“The text, in its mass, is comparable to a sky, at once flat and smooth, deep, without edges and without landmarks; like the soothsayer drawing on it with the tip of his staff an imaginary rectangle wherein to consult, according to certain principles, the flight of birds, the commentator traces through the text certain zones of reading, in order to observe therein the migration of meanings, the outcropping of codes, the passage of citations.” --Roland Barthes Z/S
In this piece, titled “A Person,” I am exploring the internal conflict presented by the desire to be heard while simultaneously experiencing the fear of being heard. I have secured a container in a public location for anyone who sees it to write down personal struggles of this nature and contribute it anonymously. I am continuously interested in the stories of others and how to convey these private and intimate thoughts and experiences in a way that is revelatory, yet protecting some level of anonymity. In choosing what information to reveal and what to keep hidden, I alter or transform the read. Being an author or mediator of personal narratives, I direct the attention of the viewer to certain aspects of the text, creating a new way for it to be read or visualized. I hope to make the viewer not only a consumer, but also a producer of narrative. By taking the text out of its narrative format, my goal is for the viewer to call upon their own experiences, parsing together the words and phrases to make sense of the correlation between the words and the generalized “meaning.”

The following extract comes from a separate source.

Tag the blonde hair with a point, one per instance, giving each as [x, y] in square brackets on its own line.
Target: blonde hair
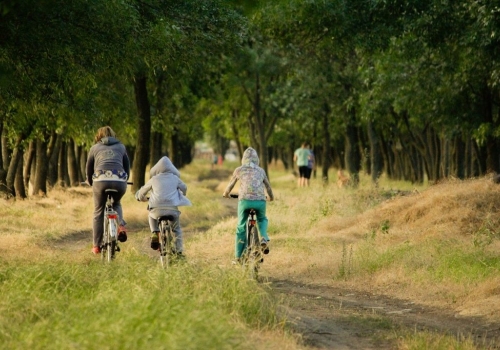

The anonymity of the text allows a distance from the original author, enabling me to relate to the text as I would to any piece of writing; drawn most to areas or ideas that I find most relatable based on my own set of experiences. These few words are revealed to the viewer, and then re-defined by the accompanying short statement. By including my typed translation of what the individuals have experienced or are experiencing, I give the viewer the version that is most easily understood, as they act as labels to classify human experiences which most people are familiar with.
To present the original object behind the glass, which reveals a form of truth and detail, but only reveal a few descriptive words, which are accompanied by the concrete, matter-of-fact translation or the “take-away,” the viewer is lef to contemplate how these words make sense together and to find curiosity in the original.
The translation of each experience begins with the original narrative of the initial author, to myself as the mediator, and ultimately, becomes a new experience in the final translation, which can only be produced within and by the viewer.